Line processing

Now that you are familiar with basic Perl CLI usage, this chapter will dive deeper into line processing examples. You'll learn various ways for matching lines based on regular expressions, fixed string matching, line numbers, etc. You'll also see how to group multiple statements and learn about the control flow keywords next and exit.

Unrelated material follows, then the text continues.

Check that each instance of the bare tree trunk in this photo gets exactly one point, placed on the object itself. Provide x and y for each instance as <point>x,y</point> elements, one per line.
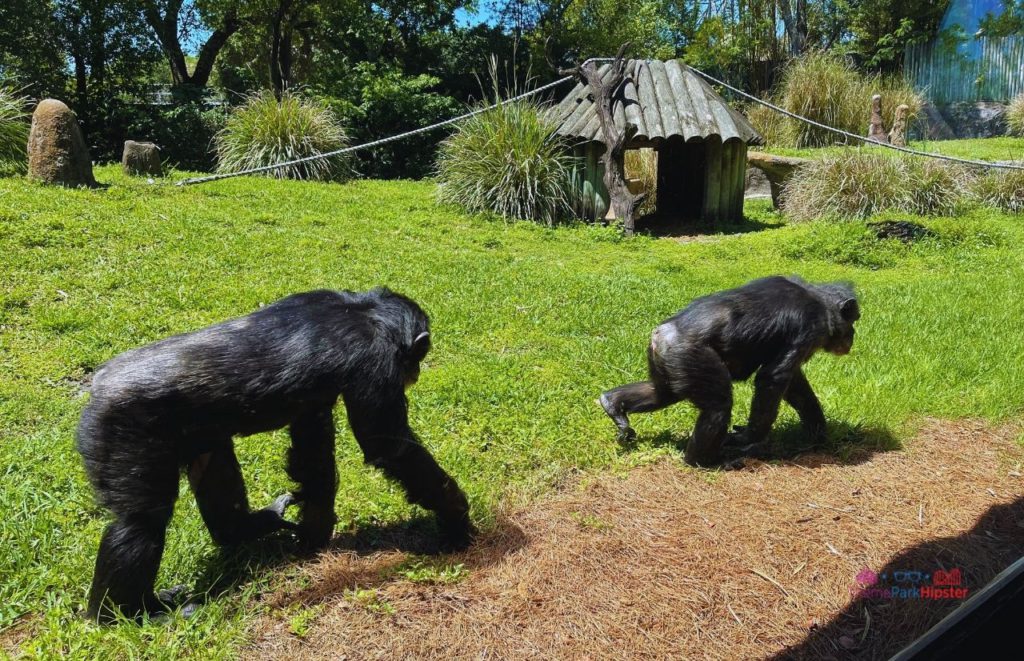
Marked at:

info The example_files directory has all the files used in the examples.

Regexp based filtering

As mentioned before:

  • /REGEXP/FLAGS is a shortcut for $_ =~ m/REGEXP/FLAGS
  • !/REGEXP/FLAGS is a shortcut for $_ !~ m/REGEXP/FLAGS

Here are some examples:

$ cat table.txt
brown bread mat hair 42
blue cake mug shirt -7
yellow banana window shoes 3.14

$ perl -ne 'print if /ow\b/' table.txt
yellow banana window shoes 3.14

$ perl -ne 'print if !/[ksy]/' table.txt
brown bread mat hair 42

If required, you can also use different delimiters. Quoting from perldoc: match:

If / is the delimiter then the initial m is optional. With the m you can use any pair of non-whitespace (ASCII) characters as delimiters. This is particularly useful for matching path names that contain /, to avoid LTS (leaning toothpick syndrome). If ? is the delimiter, then a match-only-once rule applies, described in m?PATTERN? below. If ' (single quote) is the delimiter, no variable interpolation is performed on the PATTERN. When using a delimiter character valid in an identifier, whitespace is required after the m. PATTERN may contain variables, which will be interpolated every time the pattern search is evaluated, except for when the delimiter is a single quote.

$ cat paths.txt
/home/joe/report.log
/home/ram/power.log
/home/rambo/errors.log

# leaning toothpick syndrome
$ perl -ne 'print if /\/home\/ram\//' paths.txt
/home/ram/power.log

# using a different delimiter makes it more readable here
$ perl -ne 'print if m{/home/ram/}' paths.txt
/home/ram/power.log

$ perl -ne 'print if !m#/home/ram/#' paths.txt
/home/joe/report.log
/home/rambo/errors.log

Extracting matched portions

You can use regexp related special variables to extract only the matching portions. Consider this input file:

$ cat ip.txt
it is a warm and cozy day
listen to what I say
go play in the park
come back before the sky turns dark

There are so many delights to cherish
Apple, Banana and Cherry
Bread, Butter and Jelly
Try them all before you perish

Here are some examples of extracting only the matched portions.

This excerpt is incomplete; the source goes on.